This script allows to extract the prediction out of the detector GeoJSON based on a series of provided threshold values.
The first step going on is a clustering of the centroids of every prediction polygon. This is used as a way to maintain the scores for a further unary union of the polygons, that then uses the cluster value assigned as an aggregation method. This allows the removal of lower scores in a smarter way, i.e., by maintaining the integrity of the final polygon. Then, predictions are filtered based on the polygons' areas value. Following, with the input of a Digital Elevation Model an elevation thresholding is processed. Finally, the predictions are filtered based on score. This score is calculated as the maximum score obtained from the polygons intersecting the merged polygons.
It is important to mention that this sequence was modified on the 26th of November 2021. Predictions weren't once aesthetic, especially with smaller tiles.

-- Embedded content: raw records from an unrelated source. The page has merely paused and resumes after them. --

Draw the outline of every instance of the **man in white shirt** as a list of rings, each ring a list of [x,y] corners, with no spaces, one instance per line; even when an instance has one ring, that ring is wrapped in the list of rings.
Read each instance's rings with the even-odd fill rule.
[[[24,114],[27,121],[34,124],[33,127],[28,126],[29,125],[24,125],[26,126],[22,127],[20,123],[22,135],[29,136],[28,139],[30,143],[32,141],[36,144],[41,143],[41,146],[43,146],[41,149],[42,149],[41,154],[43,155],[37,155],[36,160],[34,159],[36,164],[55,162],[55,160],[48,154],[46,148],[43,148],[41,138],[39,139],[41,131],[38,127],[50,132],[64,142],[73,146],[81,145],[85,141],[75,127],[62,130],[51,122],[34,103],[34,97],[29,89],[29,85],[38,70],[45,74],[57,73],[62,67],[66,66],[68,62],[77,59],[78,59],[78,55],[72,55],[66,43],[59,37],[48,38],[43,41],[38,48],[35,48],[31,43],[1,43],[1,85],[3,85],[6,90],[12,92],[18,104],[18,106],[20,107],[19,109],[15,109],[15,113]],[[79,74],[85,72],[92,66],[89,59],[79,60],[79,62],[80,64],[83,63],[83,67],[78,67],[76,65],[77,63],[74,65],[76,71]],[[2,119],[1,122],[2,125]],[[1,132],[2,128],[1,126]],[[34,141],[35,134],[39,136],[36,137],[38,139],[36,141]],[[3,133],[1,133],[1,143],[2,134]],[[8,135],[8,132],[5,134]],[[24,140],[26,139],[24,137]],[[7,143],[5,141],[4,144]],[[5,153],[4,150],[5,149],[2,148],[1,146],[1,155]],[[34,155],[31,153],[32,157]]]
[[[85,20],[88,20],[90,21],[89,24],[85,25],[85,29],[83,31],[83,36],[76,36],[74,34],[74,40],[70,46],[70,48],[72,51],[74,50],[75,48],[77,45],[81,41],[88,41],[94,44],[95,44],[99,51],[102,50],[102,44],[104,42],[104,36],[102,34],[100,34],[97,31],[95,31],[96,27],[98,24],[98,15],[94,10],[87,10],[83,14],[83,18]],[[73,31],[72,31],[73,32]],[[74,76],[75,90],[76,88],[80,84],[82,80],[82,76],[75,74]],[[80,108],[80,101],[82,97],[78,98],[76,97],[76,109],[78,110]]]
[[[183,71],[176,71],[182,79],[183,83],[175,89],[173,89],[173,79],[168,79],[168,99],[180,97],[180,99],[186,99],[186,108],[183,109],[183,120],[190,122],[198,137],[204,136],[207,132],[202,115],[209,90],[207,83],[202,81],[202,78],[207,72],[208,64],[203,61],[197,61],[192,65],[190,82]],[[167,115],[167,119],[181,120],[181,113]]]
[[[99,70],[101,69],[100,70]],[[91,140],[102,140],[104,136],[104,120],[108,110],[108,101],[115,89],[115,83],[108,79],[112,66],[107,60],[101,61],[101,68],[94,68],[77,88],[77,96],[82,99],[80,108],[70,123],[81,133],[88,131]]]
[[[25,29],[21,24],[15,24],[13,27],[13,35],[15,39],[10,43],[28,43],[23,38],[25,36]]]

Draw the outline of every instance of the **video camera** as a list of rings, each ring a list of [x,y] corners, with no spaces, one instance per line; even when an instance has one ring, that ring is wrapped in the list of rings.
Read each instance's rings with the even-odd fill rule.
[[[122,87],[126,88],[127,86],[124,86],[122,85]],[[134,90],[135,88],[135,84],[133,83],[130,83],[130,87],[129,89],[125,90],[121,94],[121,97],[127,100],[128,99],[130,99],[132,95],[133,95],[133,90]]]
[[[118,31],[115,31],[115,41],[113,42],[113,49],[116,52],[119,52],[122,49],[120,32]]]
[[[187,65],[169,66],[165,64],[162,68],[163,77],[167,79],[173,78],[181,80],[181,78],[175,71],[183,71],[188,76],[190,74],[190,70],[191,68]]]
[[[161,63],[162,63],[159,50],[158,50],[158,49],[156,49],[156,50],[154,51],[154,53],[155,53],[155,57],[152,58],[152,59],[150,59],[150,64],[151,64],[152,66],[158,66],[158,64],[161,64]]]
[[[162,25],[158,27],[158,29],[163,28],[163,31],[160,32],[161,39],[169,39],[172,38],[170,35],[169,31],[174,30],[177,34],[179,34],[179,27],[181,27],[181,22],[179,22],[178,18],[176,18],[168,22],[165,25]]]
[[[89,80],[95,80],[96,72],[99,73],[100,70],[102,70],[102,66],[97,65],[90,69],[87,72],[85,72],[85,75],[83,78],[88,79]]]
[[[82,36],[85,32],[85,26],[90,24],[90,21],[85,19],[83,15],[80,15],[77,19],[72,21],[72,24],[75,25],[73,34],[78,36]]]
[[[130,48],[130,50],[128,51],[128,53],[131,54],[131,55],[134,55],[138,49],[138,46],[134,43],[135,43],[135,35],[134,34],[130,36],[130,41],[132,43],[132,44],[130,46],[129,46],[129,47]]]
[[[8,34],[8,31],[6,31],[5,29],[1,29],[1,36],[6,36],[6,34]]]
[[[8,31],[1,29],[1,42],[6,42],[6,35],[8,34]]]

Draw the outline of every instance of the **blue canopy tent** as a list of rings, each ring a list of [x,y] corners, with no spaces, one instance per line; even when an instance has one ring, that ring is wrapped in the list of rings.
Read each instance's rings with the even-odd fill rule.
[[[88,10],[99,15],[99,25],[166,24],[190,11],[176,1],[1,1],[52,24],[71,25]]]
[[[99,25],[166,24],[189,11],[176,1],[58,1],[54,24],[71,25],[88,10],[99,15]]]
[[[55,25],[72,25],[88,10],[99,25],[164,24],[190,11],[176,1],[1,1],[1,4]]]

As the old procedure was used for the delivery of results before, it is for now maintaned in the past-filter branch of this repository.
The script expects then a prediction GeoJSON file with all geometries containing a score value normalised in [0,1] and the filtering threshold :
$ python prediction-thresholding.py --input [prediction GeoJSON]
--dem [digital elevation model GeoTiff]
--score [threshold value]
--area [threshold value]
--distance [threshold value]
--output [Output GeoJSON]
The results of the filtering/merging are dumped in the provided output GeoJSON (destination is replaced in case it exists).
The following images give an illustration of the extraction process showing the original and filtered predictions :
Left : Detector predictions - Right : Threshold filtering results
The value of the filtering threshold is usually obtained by the training validation set analysis or other more advanced methods.